# dwarven damascus



## hellize (Nov 15, 2018)

Dwarven damascus



Once upon a time, in a land far, far away, in the heart of the great wilderness was a tiny glade, and in the middle of the glade stood a small cottage. In this little shack lived a laddie with his parents. 
One day, the boy went into the woods to gather loppings for the fireplace. As he rambled among the trees, suddenly the moss moved under his foot and a cavernous hole swallowed the boy without a trace, like he was never even there. 
The vent was slippery, steep and enchanted, the boy sled for minutes, maybe even hours till he finally met the end of it, by falling right into the middle of a coal forge. The fire just got revived, but the flames already was strong enough to bite into his rear end, setting his trousers on fire. 
He instinctively sprung up, but by the time he jumped out of the hearth, a bucket of ice cold water landed on his back, canceling out the flames.
Thirteen sooty dwarves stared at the weird newcomer, with the awe of a witless calf looking at a new gate.
The boy was horrified, but the dwarves were simply worried. The lad, by chance, found their secret lair, the ancient forbidden hall, far and deep in the earth's womb. They were working here furtively, from the dawn of time, perfecting, improving the magical art of forming metal. And they were bound to this place by oat for eternity, never aging, never dying. 
The boy was not allowed to leave.
They taught him some of their craft, keeping the secrets to themselves of course, and the boy steadfastly learned, soaking up everything interesting as a sponge.
One day, home sickness engulfed the laddie. He pleaded the dwarves to let him go home just for a few days, to see his parents once again and let them know, that he is still alive. The dwarves didn't like the idea at all, reciting vague ancient lore and mystical shreds of a long forgotten curse, but couldn't bear the boy's suffering and in the end they let him leave.
The boy was amazed when he finally got to the surface. The glade, the forest and even the small lodge was all gone, instead there stood a large city, with tall buildings which could scratch the clouds.
No one could help him, no one knew his parents names, or his. And then he saw his reflection in a car's window. He immediately understood why he got so tired so quickly and where to look for his parents.

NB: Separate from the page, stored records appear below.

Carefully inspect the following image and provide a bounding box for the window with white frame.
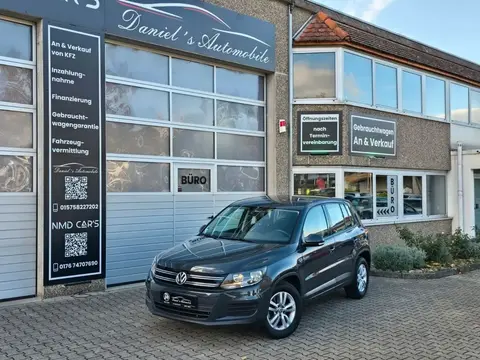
[105,42,266,193]
[450,83,469,122]
[293,47,480,126]
[293,52,336,99]
[344,52,373,105]
[0,18,35,193]
[293,168,447,223]
[425,76,446,119]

A stooping old man looked back at him from the reflection.
At the back of a near cemetery, he found two mossy, weathered headstones, with the names and dates barely visible. He crumbled onto the grave and turned to dust, leaving only his enchanted knife behind, which still held some dwarven magic within.

The knife is 27.5 cm/ 10.8 inch long. The blade is 14 cm/ 5.5 inch long, 4.6 cm/ 1.8 inch wide and 4.5 mm / 0.18 inch thick at its base. Forged of L6, 5160 and 1.2516 with a hundred of layers.
The handle is constructed of iron and beech wood.
Its sheath is made of thick cowhide.


Hope you like it


----------



## Chef Doom (Nov 15, 2018)

Pictures don't show up. All of that reading for nothing.


----------



## hellize (Nov 15, 2018)

Chef Doom said:


> Pictures don't show up. All of that reading for nothing.


It seems ok to me...hmm..


----------



## hellize (Nov 15, 2018)

Chef Doom said:


> Pictures don't show up. All of that reading for nothing.

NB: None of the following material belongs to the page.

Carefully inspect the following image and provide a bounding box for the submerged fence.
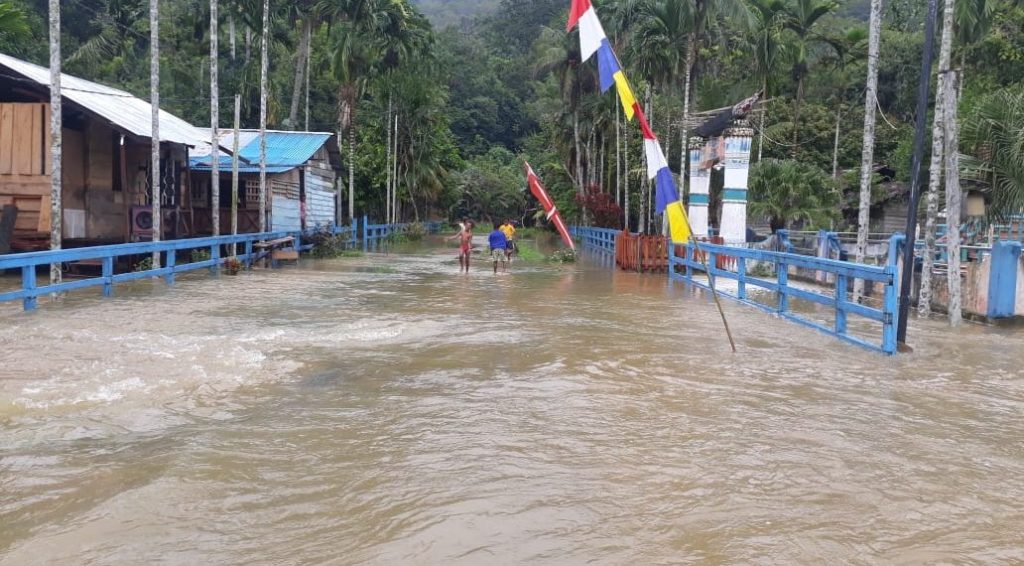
[0,230,304,312]
[571,225,903,354]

You can check it out here too : https://www.deviantart.com/hellize/art/dwarven-damascus-knife-772694279


----------



## Chef Doom (Nov 15, 2018)

I see I see. So how is the damascus performed? Is it like the story with layers of different steel?


----------



## Chef Doom (Nov 15, 2018)

Also, is the damascus acid etched?


----------



## hellize (Nov 15, 2018)

Chef Doom said:


> I see I see. So how is the damascus performed? Is it like the story with layers of different steel?



It performs just as a 5160 blade would do, that is one of its parent steels


----------



## hellize (Nov 15, 2018)

Chef Doom said:


> Also, is the damascus acid etched?


Yes, that is how the pattern gets visible. I use sulfuric acid, watered up a bit of course


----------